5 Best Destinations for Fall Colors
Photo: DenisTangneyJr, Getty Images.
Fall isn’t always the ideal season for weather, but it certainly is the most beautiful. From mid-September to mid-October, trees in regions all across the United States turn into bold golds, fiery reds, and copper orange hues. Taking in the fall colors is a perfect excuse for a getaway, whether that involves a scenic drive, a hiking expedition, or quietly admiring nature’s glory from a cabin porch. These serene destinations maximize leaf-peeping opportunities and offer accommodations ranging from rugged to sophisticated. Cross-check your travel plans with a foliage map, though, because the fall colors are fleeting and plenty of people are vying for a view from these majestic locations.
Adirondack Region, New York
If you procrastinate too long, you might miss peak leaf-sighting times, but not if you vacation in the Adirondack Region, which enjoys one of the longest fall foliage seasons nationwide. In addition to the majestic mountains and jaw-dropping fall colors, the Adirondack region features plenty of wineries, breweries, and activities all autumn long. The Flaming Leaves Festival in Lake Placid on October 7th and 8th features BBQ, blues music, and beer. Ride the 120-meter ski jump for a bird’s eye view of the leaves or explore any number of the 2,000 miles of hiking trails in the region.

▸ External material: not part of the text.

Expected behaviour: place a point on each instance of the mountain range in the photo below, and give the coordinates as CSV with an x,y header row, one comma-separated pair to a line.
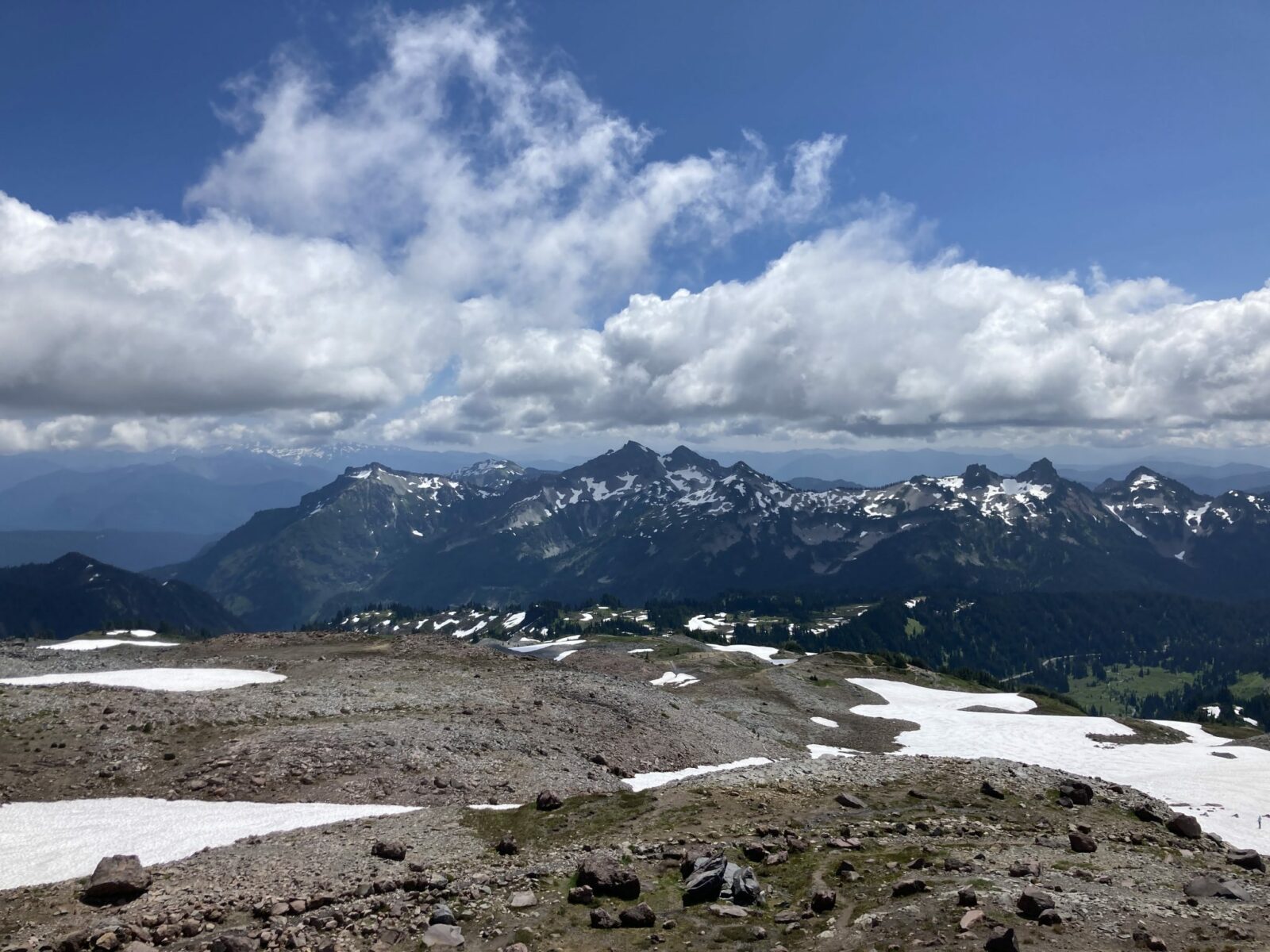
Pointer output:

If sleepy New England towns are your jam, put the artsy, history-rich destination in the valley of the Green Mountains on your autumn itinerary. An easy drive from either Boston or New York City, Manchester, Vermont is a quaint getaway. Stay at a rental cottage, inn, or boutique hotel. Many lodging options offer fall specials like farm-to-table add-ons, orchard tours, and complimentary cider or donuts. If you want an expert-led leaf-scoping expedition, try Backroad Discovery Tours, where you and a few friends can book an afternoon foliage trip that’ll take you off the beaten path. When you tire of nature (as if that were possible), visit some of the historic landmarks in the area, including Hildene, the Lincoln Family home.
Upper Peninsula, Michigan
Who would’ve thought Michigan would be one of the most popular destinations for leaf lovers? It makes sense, though, given that it boasts seven million acres of trees. In addition to hardwood forests, you’ll gape at the gorgeous shorelines of Great Lakes Huron, Michigan, and Superior. The Upper Peninsula Travel and Recreation Association’s has ten suggested fall color routes throughout the region for those who want to make a day of it. If you only have time for one quick drive, the Brockway Mountain Drive in Copper Harbor is it. Ten miles long, the paved road connects the Alleghenies and the Rockies, with two nature preserves along the way. From the summit, you’ll get a 360-degree view of Lake Superior. If the clouds behave, you may even be able to spot Isle Royale 50 miles away.
Lake Vermilion, Minnesota
If you want to fly under the radar and get some fishing done while admiring leaves, head up North to Lake Vermilion in Minnesota. Strong sunshine, crisp air, and deep blue waters are the backdrop for the changing fall colors. Stay at a resort or hotel, erect a tent on a campground, or rent a vacation home or house boat. Lodging is discounted in September and October months, meaning you can extend your vacay. If fishing isn’t your sport, there’s also hiking, biking, boating, and golfing to partake in. If you really just want to sit on your duff, hop in your car and drive the Superior National Forest Scenic Byway, which will take you along the Iron Range to the North Shore of Lake Superior, a 54-mile journey that shows off the best of autumn’s grandeur.
Estes Park, Colorado
When leaf-lovers flock to Colorado, they typically head to Aspen. But why would you want to go somewhere crowded and commercialized when you could have a more rugged adventure at Estes Park? While it has been known to snow in this area of Colorado in fall, you’ll more likely experience wildlife wonders like bugling elk and butting bighorn sheep in addition to the fall colors. The YMCA of the Rockies offers lodge rooms and cabin rentals at reasonable rates right in the middle of the wilderness. Trail Ridge Road is notorious for its leaf-peeping opportunities; the paved road takes you through Rocky Mountain National Park at a maximum elevation of 12,183 feet. Stop into the Rocky Mountain Conservancy for guided hikes within the park.